Our group utilizes a variety of electrochemical and photochemical experimental techniques in our general efforts aimed at delineating the factors that control the mechanisms and dynamics of organic reactions occurring in homogeneous solution and in heterogeneous, ordered environments.

Our main research interest is directed towards incorporating solution phase photochemical, electrochemical and thermal reaction  systems into the structure of self-assembled monolayers on electrode, nanoparticle and other metallic surfaces. The impetus lies in the fact that organic modified nanoparticles and electrodes have important technological implications because of their enormous potential in a variety of material and device applications. Our objectives are i) to develop strategies to exploit the photo-, electro- and thermal chemical reactions of these systems to serve as probes to aid in our basic understanding of the mechanistic factors that control molecular interactions and organic reactions at organized monolayer interfaces, and ii) to develop new and selective ways of adding (or removing) functionality to these monolayers.

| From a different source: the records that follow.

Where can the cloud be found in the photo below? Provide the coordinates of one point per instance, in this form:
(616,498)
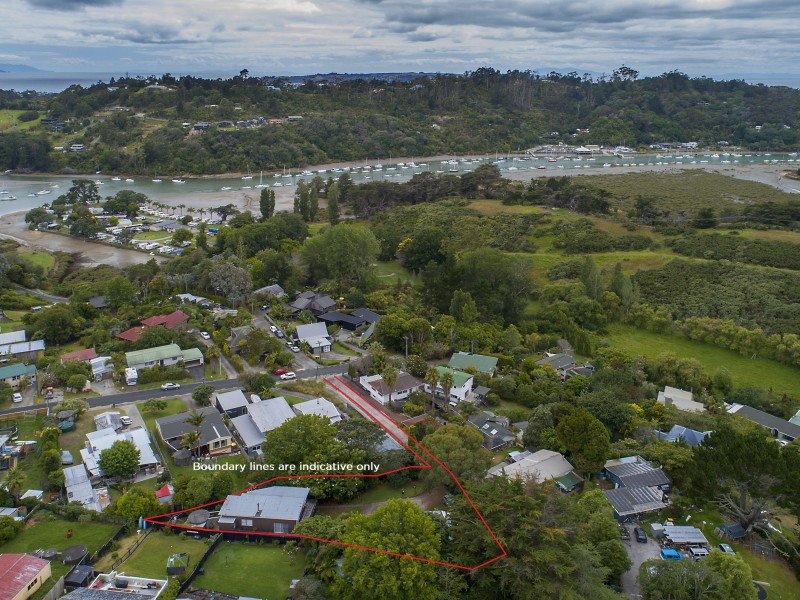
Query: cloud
(67,5)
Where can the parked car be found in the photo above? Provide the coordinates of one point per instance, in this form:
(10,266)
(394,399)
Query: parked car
(726,548)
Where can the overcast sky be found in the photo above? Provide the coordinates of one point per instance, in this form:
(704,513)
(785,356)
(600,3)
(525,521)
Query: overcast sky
(699,37)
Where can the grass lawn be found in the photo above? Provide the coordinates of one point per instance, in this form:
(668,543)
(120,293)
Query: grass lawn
(258,571)
(759,372)
(43,259)
(150,558)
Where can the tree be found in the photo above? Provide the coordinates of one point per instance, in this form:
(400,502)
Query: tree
(399,526)
(586,439)
(120,460)
(333,203)
(15,483)
(461,450)
(202,394)
(266,203)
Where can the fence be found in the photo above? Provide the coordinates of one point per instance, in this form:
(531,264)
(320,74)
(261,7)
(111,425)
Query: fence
(214,543)
(55,591)
(127,554)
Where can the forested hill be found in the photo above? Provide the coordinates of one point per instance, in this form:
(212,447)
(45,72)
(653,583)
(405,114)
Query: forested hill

Another key area of interest is the study of the reactions of radical ions (charged species formed when a neutral organic molecule gains or loses a single electron). The reactivity of these radical anion and radical cation intermediates is relevant in all areas of chemistry and biochemistry. We are one of only a few groups in Canada who use organic electrochemistry for studies of reaction mechanisms. Our capability to combine both the electrochemical and photochemical methods facilitates the generation and study of the kinetics and thermodynamics of the reactions of radical ions that are important in biological and material applications.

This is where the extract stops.